Annotation and Interpretation of Protein Expression in Tissues

A light microscope (Olympus-BX50) coupled with a camera (Leica-DFC320) was used for visualization and acquisition of the images. Labeling reactions, analyzed semiquantitatively by the principal author and a trained veterinary pathologist, were assessed according to the following criteria: (1) immunolabeling intensity (negative, weak, moderate, or strong) compared with that of the positive control; positive labeling was defined by the presence of 10% or more immunoreactive cells in tumor sections; (2) fraction of tumor cells labeled (10–25%, 25–50%, 50–75%, or >75%); and (3) subcellular localization (nucleus, cytoplasmic or associated with the cell membrane) combined with parameters describing the labeling characteristics (ie, smooth, granular, or fine granular).
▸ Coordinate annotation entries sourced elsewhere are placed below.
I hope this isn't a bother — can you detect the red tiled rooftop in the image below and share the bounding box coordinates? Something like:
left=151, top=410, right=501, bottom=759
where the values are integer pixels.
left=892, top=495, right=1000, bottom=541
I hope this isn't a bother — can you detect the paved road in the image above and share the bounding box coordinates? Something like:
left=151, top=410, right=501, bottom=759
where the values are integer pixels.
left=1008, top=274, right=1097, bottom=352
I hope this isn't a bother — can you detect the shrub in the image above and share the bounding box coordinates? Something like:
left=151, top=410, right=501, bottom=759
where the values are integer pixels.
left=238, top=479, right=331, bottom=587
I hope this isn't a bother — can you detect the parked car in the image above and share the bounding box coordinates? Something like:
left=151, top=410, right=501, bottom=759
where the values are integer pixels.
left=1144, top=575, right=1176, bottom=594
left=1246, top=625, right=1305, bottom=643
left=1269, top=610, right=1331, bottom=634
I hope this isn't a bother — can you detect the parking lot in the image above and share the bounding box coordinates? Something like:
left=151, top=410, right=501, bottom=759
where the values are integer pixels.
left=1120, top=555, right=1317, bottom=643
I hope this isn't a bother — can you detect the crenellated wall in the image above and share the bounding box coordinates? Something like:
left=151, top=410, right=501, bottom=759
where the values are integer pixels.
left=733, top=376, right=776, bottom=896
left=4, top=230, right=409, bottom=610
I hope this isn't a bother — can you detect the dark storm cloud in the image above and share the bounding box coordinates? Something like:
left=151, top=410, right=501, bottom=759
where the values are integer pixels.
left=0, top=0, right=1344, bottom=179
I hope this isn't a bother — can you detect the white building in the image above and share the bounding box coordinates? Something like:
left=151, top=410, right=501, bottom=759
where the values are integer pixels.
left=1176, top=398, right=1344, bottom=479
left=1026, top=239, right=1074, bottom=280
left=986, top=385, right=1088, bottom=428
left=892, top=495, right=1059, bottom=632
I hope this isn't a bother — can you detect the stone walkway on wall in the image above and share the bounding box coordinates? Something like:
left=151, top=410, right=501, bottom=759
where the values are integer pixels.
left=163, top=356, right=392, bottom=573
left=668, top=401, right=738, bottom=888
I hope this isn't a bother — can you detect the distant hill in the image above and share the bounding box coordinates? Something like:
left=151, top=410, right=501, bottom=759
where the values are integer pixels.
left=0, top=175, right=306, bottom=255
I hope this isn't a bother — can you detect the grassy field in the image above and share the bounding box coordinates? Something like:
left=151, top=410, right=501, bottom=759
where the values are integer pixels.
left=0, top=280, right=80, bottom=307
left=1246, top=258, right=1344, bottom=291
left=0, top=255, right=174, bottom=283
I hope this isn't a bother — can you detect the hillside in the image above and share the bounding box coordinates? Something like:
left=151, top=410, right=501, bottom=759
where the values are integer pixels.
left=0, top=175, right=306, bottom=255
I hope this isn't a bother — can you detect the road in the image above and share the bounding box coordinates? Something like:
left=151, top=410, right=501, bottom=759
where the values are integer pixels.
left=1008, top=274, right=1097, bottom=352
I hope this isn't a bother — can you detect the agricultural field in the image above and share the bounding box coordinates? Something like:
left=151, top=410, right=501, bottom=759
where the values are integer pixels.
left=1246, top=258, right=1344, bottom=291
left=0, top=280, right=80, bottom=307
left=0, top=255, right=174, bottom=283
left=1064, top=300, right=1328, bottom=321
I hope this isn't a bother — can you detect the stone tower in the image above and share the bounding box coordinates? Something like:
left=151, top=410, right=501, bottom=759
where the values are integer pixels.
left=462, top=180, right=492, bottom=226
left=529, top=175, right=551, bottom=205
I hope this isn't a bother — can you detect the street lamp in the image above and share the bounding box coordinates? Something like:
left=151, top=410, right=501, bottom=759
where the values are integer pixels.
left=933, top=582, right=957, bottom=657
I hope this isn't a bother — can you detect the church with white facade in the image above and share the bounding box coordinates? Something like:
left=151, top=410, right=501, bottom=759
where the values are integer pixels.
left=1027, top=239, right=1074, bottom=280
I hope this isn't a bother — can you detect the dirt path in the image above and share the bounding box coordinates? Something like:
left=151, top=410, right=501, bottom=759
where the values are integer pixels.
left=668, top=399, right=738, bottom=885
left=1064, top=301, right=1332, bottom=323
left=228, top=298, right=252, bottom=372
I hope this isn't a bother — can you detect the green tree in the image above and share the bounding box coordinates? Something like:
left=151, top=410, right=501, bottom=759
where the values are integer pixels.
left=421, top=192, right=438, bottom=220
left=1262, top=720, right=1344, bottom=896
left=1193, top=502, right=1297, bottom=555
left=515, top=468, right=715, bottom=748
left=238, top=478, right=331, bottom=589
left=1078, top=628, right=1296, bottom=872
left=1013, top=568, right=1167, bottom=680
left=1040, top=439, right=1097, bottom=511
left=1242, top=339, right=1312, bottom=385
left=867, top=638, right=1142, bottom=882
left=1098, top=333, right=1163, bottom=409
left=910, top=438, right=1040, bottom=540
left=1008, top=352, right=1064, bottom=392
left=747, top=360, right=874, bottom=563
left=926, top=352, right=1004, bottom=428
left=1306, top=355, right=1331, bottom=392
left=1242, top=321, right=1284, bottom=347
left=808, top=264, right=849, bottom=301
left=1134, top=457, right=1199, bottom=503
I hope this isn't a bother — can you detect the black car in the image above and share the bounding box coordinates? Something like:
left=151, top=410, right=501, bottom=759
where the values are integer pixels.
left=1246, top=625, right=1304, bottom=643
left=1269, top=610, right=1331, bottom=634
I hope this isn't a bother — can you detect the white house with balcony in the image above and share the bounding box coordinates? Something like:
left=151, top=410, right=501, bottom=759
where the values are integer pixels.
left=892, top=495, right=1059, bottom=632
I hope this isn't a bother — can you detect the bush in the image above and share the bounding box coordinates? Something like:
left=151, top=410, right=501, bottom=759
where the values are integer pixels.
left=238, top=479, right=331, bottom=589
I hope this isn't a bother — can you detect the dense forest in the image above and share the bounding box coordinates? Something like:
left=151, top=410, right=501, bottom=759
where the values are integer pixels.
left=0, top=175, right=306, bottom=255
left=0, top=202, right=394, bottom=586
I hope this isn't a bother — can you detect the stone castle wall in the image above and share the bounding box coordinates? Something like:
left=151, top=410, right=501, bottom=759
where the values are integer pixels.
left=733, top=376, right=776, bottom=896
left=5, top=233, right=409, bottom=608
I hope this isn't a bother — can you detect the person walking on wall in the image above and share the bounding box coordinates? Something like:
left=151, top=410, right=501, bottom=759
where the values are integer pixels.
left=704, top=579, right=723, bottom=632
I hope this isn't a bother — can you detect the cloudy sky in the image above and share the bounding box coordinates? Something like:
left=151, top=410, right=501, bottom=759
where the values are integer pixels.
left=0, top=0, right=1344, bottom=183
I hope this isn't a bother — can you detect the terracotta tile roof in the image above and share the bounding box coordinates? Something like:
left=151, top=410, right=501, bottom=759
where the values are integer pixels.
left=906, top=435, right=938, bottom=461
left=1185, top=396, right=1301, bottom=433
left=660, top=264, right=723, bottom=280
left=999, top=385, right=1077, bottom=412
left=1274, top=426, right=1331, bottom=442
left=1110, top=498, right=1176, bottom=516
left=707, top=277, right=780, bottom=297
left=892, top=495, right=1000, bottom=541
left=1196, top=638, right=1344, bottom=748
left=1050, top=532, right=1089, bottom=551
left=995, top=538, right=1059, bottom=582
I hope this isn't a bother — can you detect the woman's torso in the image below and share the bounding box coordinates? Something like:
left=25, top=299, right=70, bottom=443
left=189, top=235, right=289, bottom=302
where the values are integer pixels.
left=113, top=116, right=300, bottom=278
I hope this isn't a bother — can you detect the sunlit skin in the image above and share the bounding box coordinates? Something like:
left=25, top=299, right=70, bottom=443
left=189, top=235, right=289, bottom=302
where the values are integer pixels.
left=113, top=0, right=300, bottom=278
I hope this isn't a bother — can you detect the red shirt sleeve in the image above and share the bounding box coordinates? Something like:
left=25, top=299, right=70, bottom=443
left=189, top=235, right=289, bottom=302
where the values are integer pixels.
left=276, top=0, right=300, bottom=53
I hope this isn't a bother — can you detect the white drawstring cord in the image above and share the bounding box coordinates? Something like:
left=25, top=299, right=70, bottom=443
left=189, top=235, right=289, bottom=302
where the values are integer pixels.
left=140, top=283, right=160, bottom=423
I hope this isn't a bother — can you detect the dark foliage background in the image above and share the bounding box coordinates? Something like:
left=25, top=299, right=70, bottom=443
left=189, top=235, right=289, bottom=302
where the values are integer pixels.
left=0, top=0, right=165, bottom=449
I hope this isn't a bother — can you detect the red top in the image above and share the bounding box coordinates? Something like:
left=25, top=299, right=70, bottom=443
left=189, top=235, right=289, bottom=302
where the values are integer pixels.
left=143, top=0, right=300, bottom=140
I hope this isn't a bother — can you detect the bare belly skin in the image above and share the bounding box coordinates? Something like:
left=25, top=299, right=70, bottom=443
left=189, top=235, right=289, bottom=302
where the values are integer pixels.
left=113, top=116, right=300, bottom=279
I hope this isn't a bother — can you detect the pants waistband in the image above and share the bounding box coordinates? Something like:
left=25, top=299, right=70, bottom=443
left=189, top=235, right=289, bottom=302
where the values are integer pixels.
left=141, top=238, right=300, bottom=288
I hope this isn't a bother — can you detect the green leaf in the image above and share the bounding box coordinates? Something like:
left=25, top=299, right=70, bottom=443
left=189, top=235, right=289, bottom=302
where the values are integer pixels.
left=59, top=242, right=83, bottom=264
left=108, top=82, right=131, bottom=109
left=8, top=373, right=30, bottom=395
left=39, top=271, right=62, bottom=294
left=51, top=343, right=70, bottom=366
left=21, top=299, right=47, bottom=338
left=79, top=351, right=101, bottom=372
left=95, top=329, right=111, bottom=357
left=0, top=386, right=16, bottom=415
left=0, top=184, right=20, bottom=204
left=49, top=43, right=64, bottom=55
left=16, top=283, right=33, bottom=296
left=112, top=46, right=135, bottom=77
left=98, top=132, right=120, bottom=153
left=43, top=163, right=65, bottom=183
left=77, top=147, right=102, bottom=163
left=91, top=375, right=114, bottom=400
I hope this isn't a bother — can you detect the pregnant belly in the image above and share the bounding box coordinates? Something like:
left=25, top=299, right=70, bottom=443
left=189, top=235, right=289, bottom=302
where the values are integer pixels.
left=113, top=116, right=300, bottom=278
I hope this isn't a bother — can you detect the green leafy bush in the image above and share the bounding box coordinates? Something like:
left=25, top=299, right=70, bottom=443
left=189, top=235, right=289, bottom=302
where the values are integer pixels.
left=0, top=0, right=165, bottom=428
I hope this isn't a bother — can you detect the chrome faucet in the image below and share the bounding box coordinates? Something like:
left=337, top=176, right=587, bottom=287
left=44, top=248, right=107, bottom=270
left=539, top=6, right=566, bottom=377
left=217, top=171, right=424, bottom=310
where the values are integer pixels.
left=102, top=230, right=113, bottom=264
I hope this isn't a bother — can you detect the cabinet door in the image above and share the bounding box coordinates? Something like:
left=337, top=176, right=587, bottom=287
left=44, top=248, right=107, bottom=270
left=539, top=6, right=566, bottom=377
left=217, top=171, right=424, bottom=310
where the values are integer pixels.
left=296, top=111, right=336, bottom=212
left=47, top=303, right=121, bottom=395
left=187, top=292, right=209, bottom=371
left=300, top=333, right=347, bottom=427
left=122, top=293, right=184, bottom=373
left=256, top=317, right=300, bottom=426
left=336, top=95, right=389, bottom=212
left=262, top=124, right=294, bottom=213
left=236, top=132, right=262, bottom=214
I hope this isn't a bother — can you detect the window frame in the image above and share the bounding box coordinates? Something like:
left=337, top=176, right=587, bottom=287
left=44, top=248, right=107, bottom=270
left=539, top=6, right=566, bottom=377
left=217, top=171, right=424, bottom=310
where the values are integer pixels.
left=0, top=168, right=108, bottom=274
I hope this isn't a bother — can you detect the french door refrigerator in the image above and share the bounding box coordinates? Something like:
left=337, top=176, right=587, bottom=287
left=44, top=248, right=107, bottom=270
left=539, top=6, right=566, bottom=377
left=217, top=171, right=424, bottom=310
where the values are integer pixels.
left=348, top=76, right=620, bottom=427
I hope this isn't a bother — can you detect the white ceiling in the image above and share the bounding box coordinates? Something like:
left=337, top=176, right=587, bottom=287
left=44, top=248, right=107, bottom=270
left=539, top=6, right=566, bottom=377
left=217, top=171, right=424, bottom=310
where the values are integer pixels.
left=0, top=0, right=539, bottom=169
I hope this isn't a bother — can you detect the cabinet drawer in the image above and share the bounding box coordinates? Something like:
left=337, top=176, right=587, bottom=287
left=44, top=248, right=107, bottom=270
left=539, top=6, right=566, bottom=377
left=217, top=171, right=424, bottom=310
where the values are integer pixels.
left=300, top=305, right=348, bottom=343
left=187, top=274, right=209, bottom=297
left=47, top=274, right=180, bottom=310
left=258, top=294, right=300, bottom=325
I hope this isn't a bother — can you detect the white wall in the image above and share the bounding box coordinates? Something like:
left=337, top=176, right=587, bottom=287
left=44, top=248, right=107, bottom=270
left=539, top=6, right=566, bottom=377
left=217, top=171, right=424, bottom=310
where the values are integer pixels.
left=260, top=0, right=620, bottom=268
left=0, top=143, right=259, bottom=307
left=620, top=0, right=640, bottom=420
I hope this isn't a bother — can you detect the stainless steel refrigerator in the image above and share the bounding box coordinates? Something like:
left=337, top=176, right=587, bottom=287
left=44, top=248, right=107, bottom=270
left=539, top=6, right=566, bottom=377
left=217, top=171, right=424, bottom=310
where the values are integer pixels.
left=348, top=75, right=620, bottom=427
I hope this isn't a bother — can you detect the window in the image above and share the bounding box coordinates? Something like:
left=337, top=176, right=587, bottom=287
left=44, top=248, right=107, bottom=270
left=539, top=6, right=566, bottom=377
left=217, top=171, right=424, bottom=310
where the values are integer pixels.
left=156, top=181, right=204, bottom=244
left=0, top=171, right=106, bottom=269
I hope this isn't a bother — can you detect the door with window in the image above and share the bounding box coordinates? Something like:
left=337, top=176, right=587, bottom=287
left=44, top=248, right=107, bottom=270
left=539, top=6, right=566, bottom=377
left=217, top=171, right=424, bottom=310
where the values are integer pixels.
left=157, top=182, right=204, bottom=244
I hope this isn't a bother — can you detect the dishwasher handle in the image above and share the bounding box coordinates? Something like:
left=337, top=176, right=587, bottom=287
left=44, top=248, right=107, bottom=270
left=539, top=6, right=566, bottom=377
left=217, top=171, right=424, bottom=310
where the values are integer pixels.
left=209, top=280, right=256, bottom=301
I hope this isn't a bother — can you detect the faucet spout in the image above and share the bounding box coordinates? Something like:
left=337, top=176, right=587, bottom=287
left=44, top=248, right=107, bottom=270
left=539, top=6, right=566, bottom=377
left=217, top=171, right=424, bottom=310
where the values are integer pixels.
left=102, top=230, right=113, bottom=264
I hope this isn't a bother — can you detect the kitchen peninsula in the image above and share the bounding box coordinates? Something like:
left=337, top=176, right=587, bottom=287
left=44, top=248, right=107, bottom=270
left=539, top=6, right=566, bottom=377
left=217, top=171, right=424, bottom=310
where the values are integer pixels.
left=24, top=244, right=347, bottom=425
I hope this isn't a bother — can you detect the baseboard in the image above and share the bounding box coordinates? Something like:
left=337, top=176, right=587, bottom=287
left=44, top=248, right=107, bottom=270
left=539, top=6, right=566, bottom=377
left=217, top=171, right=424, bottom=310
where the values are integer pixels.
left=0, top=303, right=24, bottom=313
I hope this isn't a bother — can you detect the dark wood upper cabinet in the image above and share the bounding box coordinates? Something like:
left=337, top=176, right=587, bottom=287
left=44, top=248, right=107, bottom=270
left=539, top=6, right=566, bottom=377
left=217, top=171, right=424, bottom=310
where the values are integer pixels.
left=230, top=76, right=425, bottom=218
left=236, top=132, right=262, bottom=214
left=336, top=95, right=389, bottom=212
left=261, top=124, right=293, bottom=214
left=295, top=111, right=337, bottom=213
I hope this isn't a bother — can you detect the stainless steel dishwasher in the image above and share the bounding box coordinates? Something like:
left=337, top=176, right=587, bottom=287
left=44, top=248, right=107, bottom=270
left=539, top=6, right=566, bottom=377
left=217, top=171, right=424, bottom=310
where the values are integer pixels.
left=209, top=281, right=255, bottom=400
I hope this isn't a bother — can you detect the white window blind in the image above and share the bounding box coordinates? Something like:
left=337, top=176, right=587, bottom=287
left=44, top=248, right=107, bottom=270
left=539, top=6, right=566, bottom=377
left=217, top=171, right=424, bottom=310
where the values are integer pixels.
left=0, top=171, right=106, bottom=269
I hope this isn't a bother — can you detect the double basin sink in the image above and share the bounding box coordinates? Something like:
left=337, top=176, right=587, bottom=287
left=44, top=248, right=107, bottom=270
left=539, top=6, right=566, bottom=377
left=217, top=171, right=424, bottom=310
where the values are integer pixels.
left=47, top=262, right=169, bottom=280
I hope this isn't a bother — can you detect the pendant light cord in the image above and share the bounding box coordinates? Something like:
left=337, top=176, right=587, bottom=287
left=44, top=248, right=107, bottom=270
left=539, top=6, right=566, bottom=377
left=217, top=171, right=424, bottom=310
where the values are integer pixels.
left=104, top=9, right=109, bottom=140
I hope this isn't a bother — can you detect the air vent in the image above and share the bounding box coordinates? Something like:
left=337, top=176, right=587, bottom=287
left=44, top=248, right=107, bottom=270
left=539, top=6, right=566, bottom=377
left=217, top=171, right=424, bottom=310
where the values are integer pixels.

Primary Schwann Cell Culture

The following protocol was modified from Mauritz et al.²⁴ Sciatic nerves were collected into Dulbecco’s modified Eagle medium (DMEM; Gibco, Auckland, New Zealand) during autopsy of an adult male devil, and the epineurium was dissected with micro scissors and forceps. The epineurium-free tissue was incubated for 14 days at 37°C and 5% CO₂ in predegeneration solution that contained DMEM, 10% fetal calf serum (FCS; Gibco), 1% penicillin/streptomycin, and 0.002 μM forskolin (Sigma, St. Louis, MO). Nerve fascicles were washed gently with DMEM and then incubated with DMEM-FCS supplemented with 10% FCS and containing 50 U of penicillin and 50 μg of streptomycin (penicillin–streptomycin liquid, Sigma) and an enzyme mixture consisting of 0.15 U/ml collagenase and 0.24 U/ml dispase (Invitrogen, Carlsbad, CA) at 37°C and 5% CO₂ for 20 hours. After dissociation through glass pipettes, the homogenous cell suspension was centrifuged at 235 × g for 5 minutes at 21°C. Following resuspension, the cells were filtered through 80-μm mesh to remove undigested tissue. The cell filtrate was plated into a tissue culture flask and incubated at 37°C and 5% CO₂ in DMEM culture media (DMEM, 0.02 μM forskolin, 10 ng/ml fibroblast growth factor (Promega, Madison, WI), 5 μg/ml bovine pituitary extract (Sigma), and 1% penicillin–streptomycin liquid (Invitrogen). Two weeks later the cells were harvested for immunofluorescence analysis.

Immunofluorescence

Cultured DFTD tumor cells and primary cultured devil Schwann cells were plated onto poly-L-lysine (Sigma)–coated coverslips and incubated to semiconfluence at 37°C and 5% CO_2. DFTD tumor cells were incubated in complete RPMI medium (RPMI 1640 [Gibco]; 10% FCS; 2 mM L-glutamine [Sigma], and 40 mg/ml of gentamicin [Pfizer, Sydney, Australia]). Schwann cells were incubated in the DMEM culture medium described above. The cells were fixed in 4% paraformaldehyde-glucose (Sigma) for 30 minutes followed by 3 washes with PBS. Cells were then incubated in 10% bovine serum albumin for an hour to block nonspecific binding. Primary antibody was incubated in 0.3% Triton X100 overnight at 4°C. After washing with PBS, the cells were incubated in the dark with a fluorescently labeled secondary antibody in PBS for an hour at room temperature. Actin stain (phalloidin) was added and incubated for an additional 30 minutes. The coverslips were washed with PBS and rinsed with distilled water prior to mounting onto glass slides using fluorescent mounting medium (Dako). Labeling was visualized under a confocal microscope (Zeiss LSM 510 Meta). Isotype control experiments for all the antibodies were also performed. The antibodies used for immunofluorescence are showed in Table 1.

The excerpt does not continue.